5 drinks every home bartender should know how to make

Our editor’s essential cocktails

An Old Fashioned is a classic cocktail every home bartender should know how to make. Getty images photo

Now that we’re all spending so much more time at home, this is a good opportunity to brush up on our home-bartending skills. That means learning at least a few recipes to serve to the people in your bubble and, eventually, all the many friends you’re making on Zoom.

The most important drink you should know how to make is the one you like best. That’s also the best advice for stocking your liquor cabinet, though for your sake I hope it’s something simple, like a highball, rather than, say, a Ramos Gin Fizz, which requires egg whites, orange blossom water and a seltzer bottle, among other things.

After that, it’s best to start with classics. They are, after all, classics for a reason—they taste good, and they work—but they are also a good place to start experimenting if you want to get creative. Here are five drinks every home bartender should have in their repertoire.

The Old Fashioned

This is the original “bittered sling,” defined in 1806 as “a stimulating liquor, composed of spirits of any kind, sugar, water and bitters.” These days the spirit is usually whisky, either rye or bourbon, though rum or brandy taste pretty fine, too. In the 1950s and ’60s it was fashionable to muddle orange slices and maraschino cherries into Old Fashioneds—this just makes for a sweet, messy drink, so seriously, don’t. What makes the Old Fashioned such an enduring favourite is its simplicity. No need to muddle that up.
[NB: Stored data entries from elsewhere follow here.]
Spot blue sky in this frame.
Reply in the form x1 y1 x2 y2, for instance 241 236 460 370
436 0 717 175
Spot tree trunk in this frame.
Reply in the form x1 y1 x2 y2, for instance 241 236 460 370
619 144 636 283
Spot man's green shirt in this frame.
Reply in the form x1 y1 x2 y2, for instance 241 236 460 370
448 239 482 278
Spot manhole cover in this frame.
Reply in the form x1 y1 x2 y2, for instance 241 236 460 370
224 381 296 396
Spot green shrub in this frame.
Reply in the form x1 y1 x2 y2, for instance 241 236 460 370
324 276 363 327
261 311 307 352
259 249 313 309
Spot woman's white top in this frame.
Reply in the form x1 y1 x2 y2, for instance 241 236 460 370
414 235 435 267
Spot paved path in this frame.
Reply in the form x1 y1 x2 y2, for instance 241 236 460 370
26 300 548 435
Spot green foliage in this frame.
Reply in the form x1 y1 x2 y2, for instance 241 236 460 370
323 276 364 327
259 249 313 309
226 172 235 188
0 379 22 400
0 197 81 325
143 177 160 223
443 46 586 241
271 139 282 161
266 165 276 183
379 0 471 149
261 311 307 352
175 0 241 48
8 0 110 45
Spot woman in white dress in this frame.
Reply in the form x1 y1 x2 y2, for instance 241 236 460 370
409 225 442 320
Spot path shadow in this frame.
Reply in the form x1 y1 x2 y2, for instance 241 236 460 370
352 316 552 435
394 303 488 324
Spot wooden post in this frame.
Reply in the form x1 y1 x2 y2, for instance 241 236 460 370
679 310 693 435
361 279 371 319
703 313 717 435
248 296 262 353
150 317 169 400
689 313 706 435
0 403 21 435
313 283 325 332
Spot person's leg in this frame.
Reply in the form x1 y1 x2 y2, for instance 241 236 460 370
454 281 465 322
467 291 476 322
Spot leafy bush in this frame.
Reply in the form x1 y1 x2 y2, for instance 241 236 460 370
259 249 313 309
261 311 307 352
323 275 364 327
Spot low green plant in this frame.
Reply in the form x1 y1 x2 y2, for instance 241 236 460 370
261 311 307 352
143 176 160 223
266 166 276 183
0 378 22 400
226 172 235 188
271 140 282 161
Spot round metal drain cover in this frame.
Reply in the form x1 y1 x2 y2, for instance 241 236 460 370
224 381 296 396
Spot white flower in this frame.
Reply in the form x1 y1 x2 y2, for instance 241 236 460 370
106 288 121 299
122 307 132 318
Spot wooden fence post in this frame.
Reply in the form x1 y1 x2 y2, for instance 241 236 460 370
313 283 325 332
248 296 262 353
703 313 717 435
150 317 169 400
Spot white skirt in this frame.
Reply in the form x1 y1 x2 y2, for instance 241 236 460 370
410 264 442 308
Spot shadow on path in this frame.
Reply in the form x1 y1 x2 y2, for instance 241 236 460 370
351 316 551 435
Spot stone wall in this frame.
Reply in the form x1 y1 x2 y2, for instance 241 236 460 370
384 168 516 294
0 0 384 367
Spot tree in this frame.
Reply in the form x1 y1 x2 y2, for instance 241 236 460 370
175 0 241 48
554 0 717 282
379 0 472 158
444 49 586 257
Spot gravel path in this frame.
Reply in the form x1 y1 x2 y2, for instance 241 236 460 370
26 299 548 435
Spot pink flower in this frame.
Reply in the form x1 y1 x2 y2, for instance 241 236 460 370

Make the Old Fashioned Whisky Cocktail.
A classic Margarita. Getty images photo

The Sour Family

Sours comprise all those drinks that balance citrus, spirits and sweetener, often in equal measure, and shaken with ice. That covers everything from Margaritas to Clover Clubs, Sidecars, Tom Collinses and, of course, the Whisky Sour. Even that fancy Ramos Gin Fizz is, at its essence, a sour. Learn how to make one, and you can really make ’em all. This formula is also a great base for experimenting with spirits, sweeteners, citrus and garnish. Think: adding ginger and pineapple to your Margarita, or blood orange juice to a Sidecar.

Make a classic Margarita.
The Gibson dates back to late 1800s San Francisco. Getty Images photo

Martini, Manhattan

Stirred, spirit forward and underpinned with the bitter bite of vermouth, these elegant cocktails are the sophisticates of the drinks world. The Martini is properly gin based, with a splash of dry (white) vermouth, perhaps a dash of orange bitters and a garnish of olives, lemon zest or pickled onions. The Manhattan is properly rye whisky based, with sweet (red) vermouth, aromatic bitters and a cherry garnish. Both are usually served up in a stemmed glass, though can be served on ice. There are, of course, numerous variations on both.

Make a classic Gibson.
The Bicicletta was named for the elderly Italian men who swerved all over the road while cycling home after drinking in the local café. Getty Images photo

Our bitter friends

The Italians love their “amari,” potable bitters like Campari, Fernet-Branca, Cynar or Aperol that help with digestion and are the stars in these cocktails. They tend to be built over ice right in the glass (no shaker needed), are relatively low in alcohol and usually served as aperitifs to whet the appetite, or as digestifs to settle the stomach. Among them are the Negroni, Aperol Spritz, Americano and Bicicletta.

Make a Bicicletta.
One of the world’s oldest cocktails, the Champagne cocktail dates back to the mid-1800s. Getty Images photo

Champagne cocktails

Yes, yes, I know the Champagne Cocktail has been called a drink for “hookers and old ladies,” but it was also Dorothy Parker’s favourite cocktail, and I’m with Dorothy on this one. Bubbles make everything a little brighter, and in a classic Champagne Cocktail they are balanced with sweet and bitter elements as well as the depth of Cognac. Still skeptical? Make yours a Mimosa, French 75, Bellini or Seelbach instead.